I received the Rokinon 76mm reflector telescope as a Christmas gift from my wife and I have been very pleased with it. I asked for a telescope because I thought it would be fun to have one so my 5 year old son and I could use it to look at the moon now and then but I didn't know anything about telescopes at the time so I told her to surprise me. Fortunately, she made a good choice, and since then I've come to really get into amateur astronomy and have learned a lot more about telescopes (I've purchased three others now).
It's very easy to set up and use. It didn't come with much in the way of instructions but it's really not that complicated and took less than 10 minutes to assemble.The Alt-Az mount is user friendly for beginners. The optics on the scope are good and it comes with decent beginner eyepieces. Many other scopes in this size/price range come with pretty crummy Huygens (H or MH) or Ramsden (R or SR) eyepieces with small fields of view, but the Super 25 and Super 10 eyepieces this comes with appear to be either Kelner (K) or Modified Achromat (MA) designs that have sharp, wide views. With the included 2x barlow lens they cover the full range of useful magnifications (28x, 56x, 70x, and 140x) for the telescope. Many others in this size/price range come with useless SR 4 eyepieces that provide too much magnification and result in dim, grainy images.

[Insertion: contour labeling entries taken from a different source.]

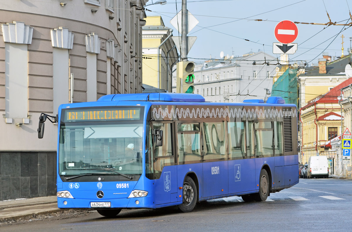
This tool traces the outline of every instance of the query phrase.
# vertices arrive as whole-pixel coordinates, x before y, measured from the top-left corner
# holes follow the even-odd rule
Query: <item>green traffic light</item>
[[[194,86],[191,86],[186,91],[186,93],[193,93],[194,92]]]
[[[189,74],[184,79],[184,82],[186,84],[191,84],[193,83],[194,81],[194,75],[193,74]]]

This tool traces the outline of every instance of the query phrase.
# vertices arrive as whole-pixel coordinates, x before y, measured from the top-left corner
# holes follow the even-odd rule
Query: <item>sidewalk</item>
[[[57,208],[56,197],[52,196],[0,201],[0,222],[64,210]]]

The supplied 5x24 finderscope is also serviceable and is easy to use. I upgraded to a better finderscope mount with more holder screws to keep the finder aligned better, but that's a cheap, easy upgrade. It's also easy to pick up better eyepieces, which aren't a bad investment since you can use them with future telescopes if you choose to upgrade down the road as well. I now mostly use a 26mm Erfle, a 17mm Ploessl, and a 10mm Ploessl with a 3x barlow for the 17mm and the 2x barlow with the 10mm.
The tripod and mount are pretty solid, relatively speaking. They're better than many other similarly priced and sized telescopes. While there is some vibration when you bump the scope or adjust the focuser it's pretty mild compared to most entry-level scopes and you get used to it pretty quickly. Once you get the bolts that hold the tube to the mount with just the right amount of tension the scope moves easily and stays where you put it without needing the fine vertical adjustment knob/lock to hold it in place. The presence of the adjuster seems to help dampen vibrations so I wouldn't recommend removing it even if you aren't using it. The nice thing about the reflector scope compared with a similar refractor is that the eyepiece stays at pretty close to the same height no matter where the scope is pointed, which makes observing while sitting in a folding camping chair easy since you don't have to adjust the tripod to be taller or shorter.
One thing the scope needs but didn't come with is some sort of collimation device. My scope came with decently collimated mirrors but they do need adjustment now and then. I bought an inexpensive, short Cheshire eyepiece and that works well. It took quite a while to get the scope collimated the first few times but once I got the hang of it I got much faster. It's intimidating at first but really not a big deal in the end. The mirror isn't center marked, but that wasn't hard to do. There are plenty of helpful videos on the internet for center-marking and collimation.
I've been very pleased with what all I've been able to see with the scope. It's got enough light gathering power that it's clearly not a toy, but it's still lightweight and easy to carry around and use. With my copy of "Turn Left at Orion" I've been able to find dozens of open clusters, globular clusters, nebulae, galaxies, and multiple star systems to split . My biggest problem is that with the amount of light pollution in my area many of the dimmer objects are just out of the telescope's reach, so to see a lot of things I need to either go somewhere with darker skies or else I need a bigger scope with more aperture. Thus, the only drawback to this telescope is that if you really get into astronomy you'll outgrow it in a few months.
On the other hand, many other beginner telescopes come with lousy eyepieces that are too powerful for the scope and with such wobbly tripods that they are an ordeal to use and stifle the interest of all but the most determined new stargazers. This one doesn't do that. As long as it's used within its limitations (you aren't going to see Pluto or the Horsehead Nebula for instance) it's a pretty frustration-free telescope and an affordable way to find out whether you're going to have lasting interest in the hobby (I say affordable... the price seems to fluctuate a bit on Amazon). Even after upgrading you'll still want to hang onto this one as a grab 'n' go scope for when you don't want to take the time to set up a bigger, heavier telescope. I'm never getting rid of mine.